Difícil adjetivar tamaño triunfo. El tandilense Juan Martín Del Potro lució como en sus mejores noches y se cargó en 2 horas y 27 minutos, nada más ni menos que al Nº 1 del mundo, Novak Djokovic por 7-6 y 7-6, en su debut en los Juegos Olímpicos en Río de Janeiro.
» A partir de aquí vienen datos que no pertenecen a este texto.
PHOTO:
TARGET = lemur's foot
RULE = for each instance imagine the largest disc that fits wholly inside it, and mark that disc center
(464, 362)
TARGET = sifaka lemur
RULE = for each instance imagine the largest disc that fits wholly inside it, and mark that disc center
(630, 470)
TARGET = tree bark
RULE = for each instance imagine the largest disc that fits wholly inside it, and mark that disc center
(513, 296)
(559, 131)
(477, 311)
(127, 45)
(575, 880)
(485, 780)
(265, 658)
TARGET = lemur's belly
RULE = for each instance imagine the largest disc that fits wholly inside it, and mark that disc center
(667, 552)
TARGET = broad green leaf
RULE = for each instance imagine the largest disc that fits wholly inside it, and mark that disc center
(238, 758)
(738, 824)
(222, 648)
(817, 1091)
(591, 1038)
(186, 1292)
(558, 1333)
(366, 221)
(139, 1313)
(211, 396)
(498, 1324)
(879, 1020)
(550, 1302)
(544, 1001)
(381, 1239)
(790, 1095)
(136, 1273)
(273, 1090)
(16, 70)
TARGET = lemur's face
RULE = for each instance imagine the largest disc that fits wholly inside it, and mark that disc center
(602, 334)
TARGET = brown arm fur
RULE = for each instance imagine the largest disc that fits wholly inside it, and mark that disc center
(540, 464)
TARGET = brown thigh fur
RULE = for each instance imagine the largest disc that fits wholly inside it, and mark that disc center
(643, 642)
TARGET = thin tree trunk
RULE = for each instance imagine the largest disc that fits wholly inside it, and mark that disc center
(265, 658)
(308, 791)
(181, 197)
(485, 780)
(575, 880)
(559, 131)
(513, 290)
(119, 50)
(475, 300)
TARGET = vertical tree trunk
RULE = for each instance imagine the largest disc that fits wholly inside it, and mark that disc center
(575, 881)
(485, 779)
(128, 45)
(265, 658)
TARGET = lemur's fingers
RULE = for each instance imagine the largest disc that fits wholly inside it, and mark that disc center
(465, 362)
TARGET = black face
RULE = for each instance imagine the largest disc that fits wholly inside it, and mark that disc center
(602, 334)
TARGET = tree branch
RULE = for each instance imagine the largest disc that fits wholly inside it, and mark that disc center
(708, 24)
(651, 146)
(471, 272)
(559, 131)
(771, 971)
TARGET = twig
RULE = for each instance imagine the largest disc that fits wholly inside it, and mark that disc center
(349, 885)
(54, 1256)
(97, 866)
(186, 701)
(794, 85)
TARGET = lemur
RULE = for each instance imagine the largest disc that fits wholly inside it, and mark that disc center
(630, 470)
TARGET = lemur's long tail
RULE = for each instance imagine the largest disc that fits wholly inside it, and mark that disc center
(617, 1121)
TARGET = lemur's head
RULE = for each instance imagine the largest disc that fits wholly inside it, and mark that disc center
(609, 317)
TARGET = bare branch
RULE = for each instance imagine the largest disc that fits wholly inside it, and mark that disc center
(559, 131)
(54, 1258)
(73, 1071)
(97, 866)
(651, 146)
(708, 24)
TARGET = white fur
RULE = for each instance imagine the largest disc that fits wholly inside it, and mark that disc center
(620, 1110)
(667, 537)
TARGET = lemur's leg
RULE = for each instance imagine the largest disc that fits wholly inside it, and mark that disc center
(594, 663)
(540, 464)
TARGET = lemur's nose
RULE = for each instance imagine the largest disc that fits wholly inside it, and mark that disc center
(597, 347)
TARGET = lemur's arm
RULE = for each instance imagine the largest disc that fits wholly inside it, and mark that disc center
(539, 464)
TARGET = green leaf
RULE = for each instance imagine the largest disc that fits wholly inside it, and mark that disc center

¿Mala suerte en el sorteo del cuadro? «Me río de eso», habrá pensado Delpo. Es evidente que este tipo de encuentros lo motivan sobre manera. El nivel de juego que mostró en la noche del domingo fue incluso superior al que exhibiera allá por el 2009, cuando se alzó con el US Open en aquella memorable final con Roger Federer.
Los antecedentes tampoco le jugaban a favor a la Torre de Tandil. Apenas 3 triunfos sobre 14 presentaciones, y sus recientes complicaciones en la muñeca hacían presagiar un escenario netamente favorable al serbio (51-4 en el año hasta esta derrota en la ronda de Juegos Olímpicos).
Pero claro, había un condimento extra al cual Del Potro se aferró y que muchos no tuvieron en cuenta. 4 años atrás, en el match por la medalla de bronce en Londres, el tandilense arrasó a Nole apenas unas horas después de haber protagonizado una auténtica batalla tenística con Federer en las semifinales.
Evidentemente, la llama olímpica alimenta el juego de Juan Martín y lo carga de fuerzas para sobreponerse a sus limitaciones físicas y alcanzar un nivel de juego que asombró a propios y extraños en el Parque Olímpico de Barra de Tijuca.
Lamentablemente, no tendrá mucho tiempo para disfrutar de esta victoria porque Delpo volverá a estar en cancha este lunes en su duelo de segunda ronda ante Joao Souza, de Portugal.
De todas formas, nadie podrá borrar de nuestra memoria la tremenda actuación del argentino con un triunfo que, sin dudas, vale tanto o más que una medalla para su presente y futuro.

Noche histórica para el deporte argentino

Además de la victoria de Juan Martín Del Potro por sobre Djokovic y casi en simultáneo, el básquetbol debutó ante el campeón continental africano y venció a Nigeria por 94 a 66, el voley masculino ganó con autoridad ante Irán por 3-0 (25-23, 26-24 y 25-18) y la selección de fútbol que entrena Julio Olarticoechea mantiene intactas las esperanzas de clasificación (tendrá que ganarle a Honduras en el último juego por fase de grupos) al derrotar a Argelia por 2-1 (con tantos de Ángel Correa y Jonathan Calleri).